Publication | Open Access
New constraints on the chemical evolution of the solar neighbourhood and Galactic disc(s)
794
Citations
124
References
2011
Year
The study re‑analyses the Geneva‑Copenhagen survey using improved infrared‑flux temperatures and a refined metallicity scale to enable more accurate age determinations and a first‑time alpha‑element proxy for dissecting the thin and thick discs. The authors calibrate metallicities against high‑resolution spectroscopy and open clusters, match the new scales to theoretical isochrones for Bayesian age analysis, and derive an alpha proxy from Stromgren photometry. Compared to earlier work, the revised sample shows stars that are on average 100 K hotter and 0.1 dex more metal‑rich, shifting the metallicity distribution peak to the solar value, and reveals an old, mildly alpha‑enhanced thick‑disc population extending to super‑solar metallicities, providing the largest unbiased dataset for constraining Milky Way disc evolution.
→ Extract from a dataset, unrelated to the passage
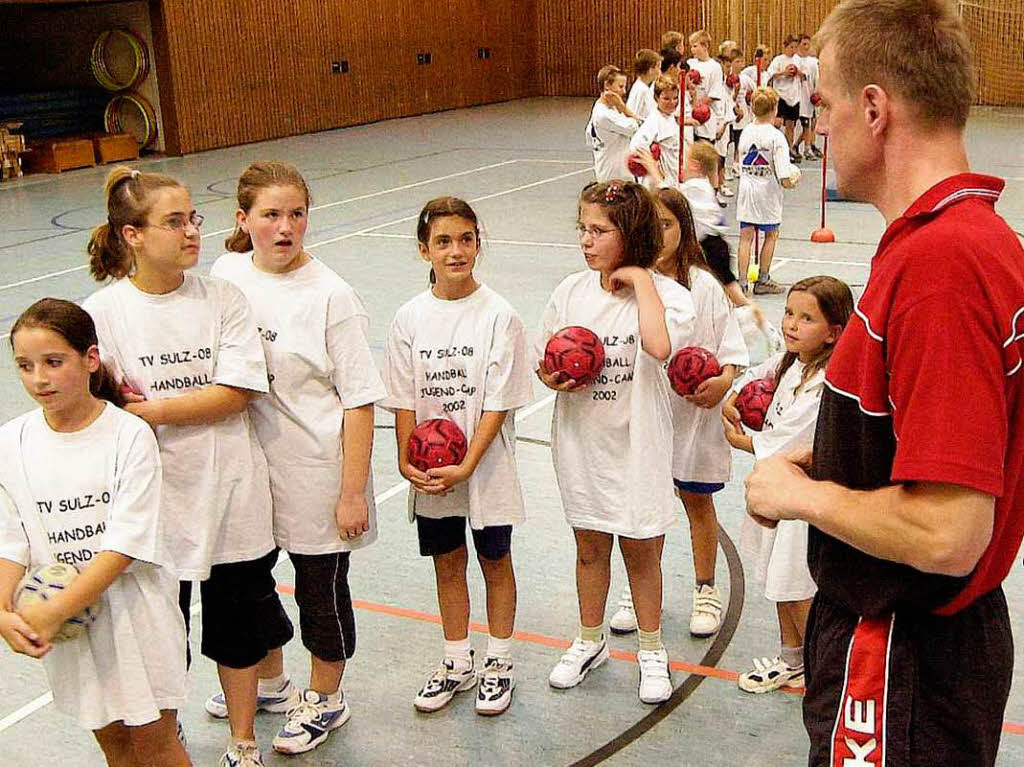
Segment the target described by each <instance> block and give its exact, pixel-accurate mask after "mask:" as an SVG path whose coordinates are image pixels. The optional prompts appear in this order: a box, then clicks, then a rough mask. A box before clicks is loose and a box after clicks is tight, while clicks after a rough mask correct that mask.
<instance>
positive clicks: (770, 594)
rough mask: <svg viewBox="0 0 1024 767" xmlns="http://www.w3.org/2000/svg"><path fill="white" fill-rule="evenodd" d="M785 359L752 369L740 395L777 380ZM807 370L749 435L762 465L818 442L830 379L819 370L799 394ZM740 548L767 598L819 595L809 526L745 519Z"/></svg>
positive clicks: (810, 596)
We present a re-analysis of the Geneva-Copenhagen survey, which benefits from the infrared flux method to improve the accuracy of the derived stellar effective temperatures and uses the latter to build a consistent and improved metallicity scale. Metallicities are calibrated on high-resolution spectroscopy and checked against four open clusters and a moving group, showing excellent consistency. The new temperature and metallicity scales provide a better match to theoretical isochrones, which are used for a Bayesian analysis of stellar ages. With respect to previous analyses, our stars are on average 100 K hotter and 0.1 dex more metal rich, which shift the peak of the metallicity distribution function around the solar value. From Stromgren photometry we are able to derive for the first time a proxy for alpha elements, which enables us to perform a tentative dissection of the chemical thin and thick disc. We find evidence for the latter being composed of an old, mildly but systematically alpha-enhanced population that extends to super solar metallicities, in agreement with spectroscopic studies. Our revision offers the largest existing kinematically unbiased sample of the solar neighbourhood that contains full information on kinematics, metallicities, and ages and thus provides better constraints on the physical processes relevant in the build-up of the Milky Way disc, enabling a better understanding of the Sun in a Galactic context.